Born in 1861, Nicol was the seventh child of Nicol and Barbara S(c)later. His grandfather, Nicol, who died in 1875, left him the small farm of Nether Scows, Orphir, as he was his ‘name son’, but Nicol became a carpenter and then farmed at the Glebe, Orphir, before he emigrated. He married Margaret Stevenson in 1885 and by the time he left Glasgow, bound for Winnipeg, Manitoba, on 13 June 1891, she was pregnant with their fourth child. Far from ideal, but was he going to find a better life for them all?
If that was the aim, it is certainly not how it was conveyed to later generations. Margaret, Nicol’s wife, died in 1907. On her death registration ‘phthisis exhaustion’ (TB) was noted as the cause of death; family lore attributed it to a broken heart. Late in 1908, the two sons, aged 17 and 19, set off for New Zealand. Thomas, the older son, was a rifleman in the 3rd New Zealand Rifle Brigade and died at Passchendaele (3rd battle of Ypres) on 12 October 1917. The two sisters, Barbara and Maggie, remained in Orkney.
Nicol himself moved from Canada to the USA in 1892 (1894 or 1900 according to two censuses) and had his own business as a carpenter and contractor in Minnesota as early as 1900. By the 1910 census his status had changed from married to widower, again evidence of contact with family in Orkney. And where was he in both the 1910 and 1920 censuses? Ceylon, Martin County, Minnesota of course. Curiously, in the 1900, 1910 and 1920 censuses, his first name was recorded as Nickolas or Nicklas, but taking all the information I was collecting together, it definitely was him.
In 1921, aged 60, he married Martha Harris (née Fecker), a German widow, at Waterloo, Black Hawk, Iowa. There is an entry for him and Martha in a 1925 directory of the Santa Monica area, California. In the 1930 US census, they were listed in Los Angeles, California, where he died in August 1942.
With greater knowledge of his story, was he really a black sheep? Leaving a young family with one unborn child does not reflect well on him and I also wonder why his sons went to New Zealand rather than joining him in the States.

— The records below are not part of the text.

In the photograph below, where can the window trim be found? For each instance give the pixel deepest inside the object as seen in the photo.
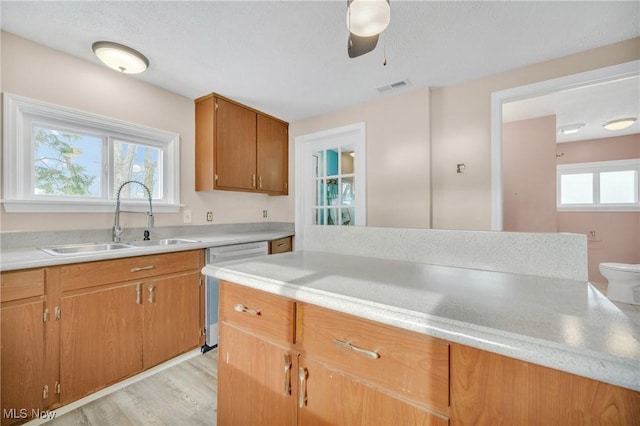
(19, 111)
(596, 168)
(325, 139)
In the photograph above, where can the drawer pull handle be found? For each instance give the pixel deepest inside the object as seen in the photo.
(151, 288)
(143, 268)
(365, 352)
(287, 374)
(241, 308)
(302, 389)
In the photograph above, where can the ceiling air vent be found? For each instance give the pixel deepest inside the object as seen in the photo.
(393, 86)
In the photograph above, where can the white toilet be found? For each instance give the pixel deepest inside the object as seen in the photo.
(624, 281)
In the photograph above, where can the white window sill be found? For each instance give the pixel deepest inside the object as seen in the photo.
(601, 208)
(47, 206)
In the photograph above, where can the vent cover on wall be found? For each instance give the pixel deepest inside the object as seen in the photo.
(393, 86)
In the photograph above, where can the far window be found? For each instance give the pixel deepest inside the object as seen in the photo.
(58, 159)
(607, 185)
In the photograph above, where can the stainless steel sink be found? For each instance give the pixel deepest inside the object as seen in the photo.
(162, 242)
(88, 248)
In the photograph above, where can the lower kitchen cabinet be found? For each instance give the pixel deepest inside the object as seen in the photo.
(330, 397)
(100, 339)
(119, 317)
(70, 330)
(255, 380)
(264, 378)
(345, 370)
(26, 323)
(171, 317)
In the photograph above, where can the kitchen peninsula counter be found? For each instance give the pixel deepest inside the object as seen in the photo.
(564, 324)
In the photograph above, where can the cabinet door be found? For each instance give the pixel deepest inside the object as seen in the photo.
(328, 397)
(273, 155)
(255, 382)
(235, 146)
(171, 317)
(100, 338)
(23, 349)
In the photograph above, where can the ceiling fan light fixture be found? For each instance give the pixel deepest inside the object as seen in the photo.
(570, 129)
(120, 57)
(619, 124)
(366, 18)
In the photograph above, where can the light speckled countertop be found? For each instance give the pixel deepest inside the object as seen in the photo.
(564, 324)
(31, 257)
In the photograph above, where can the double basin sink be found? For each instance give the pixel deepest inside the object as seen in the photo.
(87, 248)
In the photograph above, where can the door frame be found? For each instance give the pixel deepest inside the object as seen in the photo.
(569, 82)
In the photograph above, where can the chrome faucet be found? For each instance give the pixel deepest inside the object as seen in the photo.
(117, 230)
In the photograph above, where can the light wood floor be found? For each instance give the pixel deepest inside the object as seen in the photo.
(184, 394)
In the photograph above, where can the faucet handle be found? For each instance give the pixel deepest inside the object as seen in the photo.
(117, 233)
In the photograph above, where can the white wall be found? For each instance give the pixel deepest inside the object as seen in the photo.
(398, 158)
(461, 132)
(38, 72)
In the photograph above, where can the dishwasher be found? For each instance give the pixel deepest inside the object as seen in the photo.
(223, 254)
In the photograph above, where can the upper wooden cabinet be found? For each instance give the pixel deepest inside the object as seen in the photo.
(239, 148)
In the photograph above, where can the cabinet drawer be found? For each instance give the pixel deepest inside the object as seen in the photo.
(264, 314)
(281, 245)
(21, 284)
(411, 365)
(91, 274)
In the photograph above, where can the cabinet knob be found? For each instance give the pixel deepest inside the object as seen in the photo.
(241, 308)
(366, 352)
(287, 374)
(302, 389)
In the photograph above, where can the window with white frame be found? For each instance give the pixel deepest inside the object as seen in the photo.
(604, 185)
(58, 159)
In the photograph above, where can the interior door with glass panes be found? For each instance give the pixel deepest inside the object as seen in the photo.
(330, 178)
(334, 187)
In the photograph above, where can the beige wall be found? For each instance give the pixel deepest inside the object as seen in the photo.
(529, 171)
(398, 159)
(35, 71)
(461, 132)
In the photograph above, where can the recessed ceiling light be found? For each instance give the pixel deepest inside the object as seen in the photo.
(620, 124)
(570, 129)
(366, 18)
(120, 57)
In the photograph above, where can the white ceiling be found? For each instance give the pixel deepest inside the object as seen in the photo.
(288, 58)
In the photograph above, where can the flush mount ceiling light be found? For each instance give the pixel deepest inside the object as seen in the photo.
(366, 18)
(120, 57)
(570, 129)
(620, 124)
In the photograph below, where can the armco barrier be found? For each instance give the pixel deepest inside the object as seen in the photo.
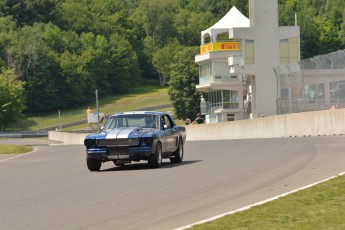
(317, 123)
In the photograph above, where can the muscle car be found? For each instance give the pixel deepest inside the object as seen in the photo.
(135, 136)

On the other hand, it was not unusual for the husband emigrate first and then come back for his wife and family. Rightly or wrongly, part of me warms to him in the hard, lonely task of establishing himself in a new country. Perhaps there was a restlessness too, farmer’s son, carpenter, farmer, needing more than 1890s Orkney could offer? Did he ever wonder about Robert, the son he’d never known, and the other three children who were so young when he left?
As someone said, there are three sides to any story: what he said, what she said and the truth.